Editor's Note


Editor's Note

January/February 2018

January/February 2018


Three decades ago, doing therapy was a relatively uncomplicated affair. After graduate school, you set up shop as a family therapist, a psychodynamic healer, or a cognitive-behavioral specialist. Whichever model you adopted, you were likely to see yourself as firmly in charge of the process, with your client (or “patient”) following your lead. You, after all, were the expert. Few clinicians felt the need to explain how therapy was going to proceed, or if, indeed, it would even work. “Trust me,” was the unspoken byword. Most clients had no choice but to do so.

It’s a different world now. Prospective clients have a staggering range of therapies to choose from, encompassing brain-based protocols, Eastern-inspired healing approaches, and dozens of “alphabet” therapies, from EMDR and IFS to ACT, EFT, DBT, and AEDP. For what it’s worth, Wikipedia lists more than 175 distinct kinds of psychotherapy. Therapists need to sell their favored therapeutic approach, sometimes hard. If you hear a muffled thumping sound, it may be Freud turning in his grave.

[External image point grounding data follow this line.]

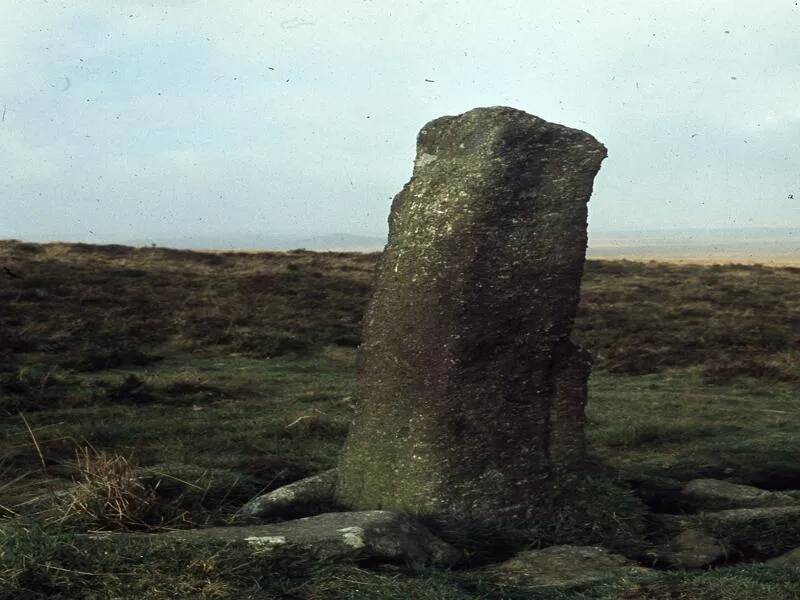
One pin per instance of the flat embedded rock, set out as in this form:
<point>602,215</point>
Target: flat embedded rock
<point>376,534</point>
<point>564,566</point>
<point>715,494</point>
<point>300,498</point>
<point>789,559</point>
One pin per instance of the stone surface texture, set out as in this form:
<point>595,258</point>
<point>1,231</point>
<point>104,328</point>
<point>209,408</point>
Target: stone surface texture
<point>471,393</point>
<point>300,498</point>
<point>363,535</point>
<point>564,566</point>
<point>715,494</point>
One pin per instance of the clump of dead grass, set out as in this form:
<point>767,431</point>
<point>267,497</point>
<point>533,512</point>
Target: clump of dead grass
<point>108,496</point>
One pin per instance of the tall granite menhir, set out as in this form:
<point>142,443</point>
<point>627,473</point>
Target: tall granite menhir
<point>471,394</point>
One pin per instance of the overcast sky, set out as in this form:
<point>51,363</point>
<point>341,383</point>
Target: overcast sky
<point>180,118</point>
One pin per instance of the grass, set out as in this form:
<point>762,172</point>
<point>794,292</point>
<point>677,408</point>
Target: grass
<point>189,382</point>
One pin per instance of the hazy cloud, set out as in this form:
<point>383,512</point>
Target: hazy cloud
<point>192,117</point>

In a host of ways, psychotherapy today is not your grandfather’s therapy. One element hinges on the promise of personal transformation. In William Doherty’s memorable piece, we explore whether we need to drop the longstanding therapeutic goal of complete emotional makeover and focus on more modest and achievable aims. Are we shortchanging clients by dialing down our ambitions, or can small changes make a meaningful difference in a person’s life?

But there’s another kind of change happening in psychotherapy. As Lauren Dockett documents, clients themselves are now a different bunch. First, they’re simply scarcer—today, one-third fewer people are in therapy than was the case 20 years ago. Those who do come, especially young people, are demanding a less mysterious, more egalitarian relationship with their clinician—and if they don’t get it, they may simply “ghost” (a Millennial term for exiting a relationship with no explanation). To avert these early departures, some clinicians are taking a leap into the unknown by soliciting regular feedback from their clients—not polite murmurs of approval, but frank, forthright opinions about how therapy is really going, every single session. As Eugene Gendlin, the originator of Focusing, used to say to his workshop participants, “I want to hear from people who are having trouble. Give me trouble!” But are we really ready to engage with it?

Whatever approach we choose, every therapist knows that the bottom line for change is a trusting clinician–client relationship. Dafna Lender addresses this perennial issue in a new key, tuning into the subtle “microbehaviors”—including a therapist’s vocal intonation, tempo, and pitch—that most reliably elicit safety and openness.

Here at the Networker, we’re mostly excited about the potential of our changing therapeutic landscape, because our observations watching dedicated therapists at work has shown us again and again that under the right conditions, they can always become more attuned and effective—and more satisfied in their work. To say “change is never easy” is an understatement, but the defining characteristic of this field remains a strong sense of curiosity and service, which has always driven the therapeutic relationship and, more often than not, brings out the best in human nature.